Stögmüller kritisierte auch die mitregierenden NEOS, die sich am Vortag in einer Pressekonferenz als besonders tatkräftige Vorkämpfer für die Rechte der LGBTIQ+ Community präsentiert hatten. Dabei handle es sich um "Ankündigungen, die sich auf Erfolgen der Grünen ausruhen", kommentierte Stögmüller. Konkret nannte er das noch unter der Grünen Justizministerin Alma Zadic ausgearbeitete Gesetz für ein Verbot von Konversionstherapien, das von der neuen Koalition auf die lange Bank geschoben werde. NEOS-Klubobmann Yannick Shetty habe ein solches Gesetz "jahrelang" gefordert und könne es nun auf die Agenda setzen. "Jetzt sind sie an der Macht und jetzt können sie zeigen, was sie tun", sagte Stögmüller unter Verweis auf den fertigen Gesetzesentwurf. In Anspielung auf den pinken Dissens beim Thema Messenger-Überwachung meinte er weiter, dass sich die NEOS-Abgeordneten auch beim Diskriminierungsschutz "an die eigenen Prinzipien erinnern" könnten.
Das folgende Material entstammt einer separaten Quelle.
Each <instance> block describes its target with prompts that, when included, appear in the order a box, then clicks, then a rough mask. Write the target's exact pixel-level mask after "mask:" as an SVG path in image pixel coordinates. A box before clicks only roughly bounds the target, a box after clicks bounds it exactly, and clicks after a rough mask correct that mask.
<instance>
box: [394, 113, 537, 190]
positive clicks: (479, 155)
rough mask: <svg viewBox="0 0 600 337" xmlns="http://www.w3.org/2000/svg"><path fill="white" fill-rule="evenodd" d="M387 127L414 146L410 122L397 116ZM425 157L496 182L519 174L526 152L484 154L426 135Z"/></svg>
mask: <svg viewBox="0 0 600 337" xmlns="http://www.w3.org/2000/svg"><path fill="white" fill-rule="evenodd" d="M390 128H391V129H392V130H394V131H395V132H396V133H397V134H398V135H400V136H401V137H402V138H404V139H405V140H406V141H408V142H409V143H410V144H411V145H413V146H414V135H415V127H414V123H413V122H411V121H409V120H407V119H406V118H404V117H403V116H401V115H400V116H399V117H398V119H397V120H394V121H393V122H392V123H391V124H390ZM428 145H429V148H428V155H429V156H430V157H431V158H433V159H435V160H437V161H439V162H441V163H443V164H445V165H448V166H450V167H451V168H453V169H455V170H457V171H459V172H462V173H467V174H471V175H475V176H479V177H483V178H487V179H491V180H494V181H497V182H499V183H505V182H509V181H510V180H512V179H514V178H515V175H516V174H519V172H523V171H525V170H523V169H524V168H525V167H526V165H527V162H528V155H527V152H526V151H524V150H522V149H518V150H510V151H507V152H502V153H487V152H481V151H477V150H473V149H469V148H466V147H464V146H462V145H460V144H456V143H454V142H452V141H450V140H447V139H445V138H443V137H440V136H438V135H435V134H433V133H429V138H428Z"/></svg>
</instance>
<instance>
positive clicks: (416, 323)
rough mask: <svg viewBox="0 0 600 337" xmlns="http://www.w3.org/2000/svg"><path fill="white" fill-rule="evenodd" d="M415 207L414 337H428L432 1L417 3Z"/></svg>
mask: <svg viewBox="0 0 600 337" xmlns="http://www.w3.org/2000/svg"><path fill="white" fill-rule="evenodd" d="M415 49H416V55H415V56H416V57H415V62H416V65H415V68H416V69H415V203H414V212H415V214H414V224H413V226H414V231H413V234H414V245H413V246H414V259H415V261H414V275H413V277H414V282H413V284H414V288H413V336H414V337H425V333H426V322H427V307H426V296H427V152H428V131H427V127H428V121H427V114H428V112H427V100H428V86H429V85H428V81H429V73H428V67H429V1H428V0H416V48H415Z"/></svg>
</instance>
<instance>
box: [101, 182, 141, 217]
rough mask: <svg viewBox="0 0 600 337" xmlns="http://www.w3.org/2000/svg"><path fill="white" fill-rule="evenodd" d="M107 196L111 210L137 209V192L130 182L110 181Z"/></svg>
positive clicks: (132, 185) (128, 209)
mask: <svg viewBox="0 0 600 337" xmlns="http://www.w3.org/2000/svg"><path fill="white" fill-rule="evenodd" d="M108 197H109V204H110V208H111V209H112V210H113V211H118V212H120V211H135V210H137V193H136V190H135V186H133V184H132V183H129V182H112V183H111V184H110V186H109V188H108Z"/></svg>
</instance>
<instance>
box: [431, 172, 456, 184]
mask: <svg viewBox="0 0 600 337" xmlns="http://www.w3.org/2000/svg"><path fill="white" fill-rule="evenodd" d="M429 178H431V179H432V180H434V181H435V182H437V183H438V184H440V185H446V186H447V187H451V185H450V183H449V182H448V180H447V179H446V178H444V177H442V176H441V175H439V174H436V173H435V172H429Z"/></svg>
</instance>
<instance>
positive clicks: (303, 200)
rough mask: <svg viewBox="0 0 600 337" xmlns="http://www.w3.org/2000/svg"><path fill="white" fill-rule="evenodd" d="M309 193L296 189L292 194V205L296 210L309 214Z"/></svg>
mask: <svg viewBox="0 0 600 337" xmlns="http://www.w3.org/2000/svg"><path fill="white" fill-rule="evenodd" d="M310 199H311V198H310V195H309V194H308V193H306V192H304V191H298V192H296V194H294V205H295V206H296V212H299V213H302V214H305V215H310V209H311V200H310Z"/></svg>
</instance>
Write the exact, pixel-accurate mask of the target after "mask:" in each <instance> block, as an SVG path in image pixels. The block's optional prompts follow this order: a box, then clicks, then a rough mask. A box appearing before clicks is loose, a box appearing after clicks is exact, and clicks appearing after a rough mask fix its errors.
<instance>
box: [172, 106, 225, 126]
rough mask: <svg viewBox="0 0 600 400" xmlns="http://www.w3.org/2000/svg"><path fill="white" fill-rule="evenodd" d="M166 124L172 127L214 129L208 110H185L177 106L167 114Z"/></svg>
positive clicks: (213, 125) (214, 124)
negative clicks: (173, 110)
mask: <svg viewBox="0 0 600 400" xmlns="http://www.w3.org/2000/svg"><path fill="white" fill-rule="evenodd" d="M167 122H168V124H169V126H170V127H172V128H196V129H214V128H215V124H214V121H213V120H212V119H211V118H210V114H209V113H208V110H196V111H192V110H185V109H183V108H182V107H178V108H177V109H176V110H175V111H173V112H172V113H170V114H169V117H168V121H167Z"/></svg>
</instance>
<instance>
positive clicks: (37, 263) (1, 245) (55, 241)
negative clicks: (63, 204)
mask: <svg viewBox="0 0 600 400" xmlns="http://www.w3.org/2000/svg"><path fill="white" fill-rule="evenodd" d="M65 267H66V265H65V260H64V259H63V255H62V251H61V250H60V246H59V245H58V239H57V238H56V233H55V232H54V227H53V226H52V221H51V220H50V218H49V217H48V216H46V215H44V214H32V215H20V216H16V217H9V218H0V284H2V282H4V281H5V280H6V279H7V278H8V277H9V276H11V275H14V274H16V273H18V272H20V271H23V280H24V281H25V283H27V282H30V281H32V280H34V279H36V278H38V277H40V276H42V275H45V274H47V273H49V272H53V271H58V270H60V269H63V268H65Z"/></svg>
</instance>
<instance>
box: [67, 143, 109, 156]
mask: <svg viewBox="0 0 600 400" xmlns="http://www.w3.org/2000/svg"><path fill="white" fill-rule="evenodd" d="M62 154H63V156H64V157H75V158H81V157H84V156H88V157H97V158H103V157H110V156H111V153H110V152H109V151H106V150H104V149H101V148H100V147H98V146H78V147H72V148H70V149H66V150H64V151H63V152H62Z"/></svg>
Klare Abgrenzung von Ex-Kollegin El-Nagashi

Die beiden Nationalratsabgeordneten nahmen bei der Pressekonferenz auch zum kürzlich erfolgten Parteiaustritt ihrer Ex-Fraktionskollegin Faika El-Nagashi Stellung. Disoski widersprach auf eine Frage der APA der Darstellung, dass es ein Spannungsfeld zwischen Frauen- und Transrechten gibt. "Ich halte nichts davon, Menschen auf ihre Biologie zu reduzieren. Transfrauen sind Frauen und haben ein Recht auf Schutz", sagte Disoski. Als Frauensprecherin habe sie in den vergangenen Jahren zahlreiche Frauenhäuser besucht, und sie sei dabei "kein einziges Mal" auf das Thema angesprochen worden. "Gefahren für Frauenrechte kommen nicht von Transmenschen, sondern von Antifeminismus, Gewalt und politischem Rechtsruck." Ähnlich äußerte sich Stögmüller, dessen Sitznachbarin im Nationalrat El-Nagashi jahrelang war. Er habe viel mit ihr diskutiert, doch sie habe eine "Einzelmeinung". Ihren Parteiaustritt nehme er zur Kenntnis. Transrechte seien Menschenrechte, und die progressiven Kräfte dürften sich nicht spalten lassen, so Stögmüller.

Zusammenfassung
  • Die österreichischen Grünen fordern einen kompletten Stopp aller EU-Zahlungen an Ungarn, solange das Land grundlegende Menschenrechte verletzt.
  • Rund 50 grüne Abgeordnete aus verschiedenen europäischen Ländern wollen gemeinsam mit liberalen und sozialdemokratischen Politikern an der verbotenen Budapest Pride teilnehmen.
  • Die EU-Grünen organisieren bereits am Freitag eine Protestaktion in der Budapester Innenstadt gegen die queerfeindliche Politik der ungarischen Regierung.
  • Im österreichischen Parlament blieb während des Pride Months die Regenbogenbeleuchtung aus, weil Nationalratspräsident Walter Rosenkranz (FPÖ) dies gegen den Willen der Mehrheit verhinderte.
  • Disoski und Stögmüller betonen, dass Transrechte Menschenrechte sind, und widersprechen der Darstellung eines Konflikts zwischen Frauen- und Transrechten.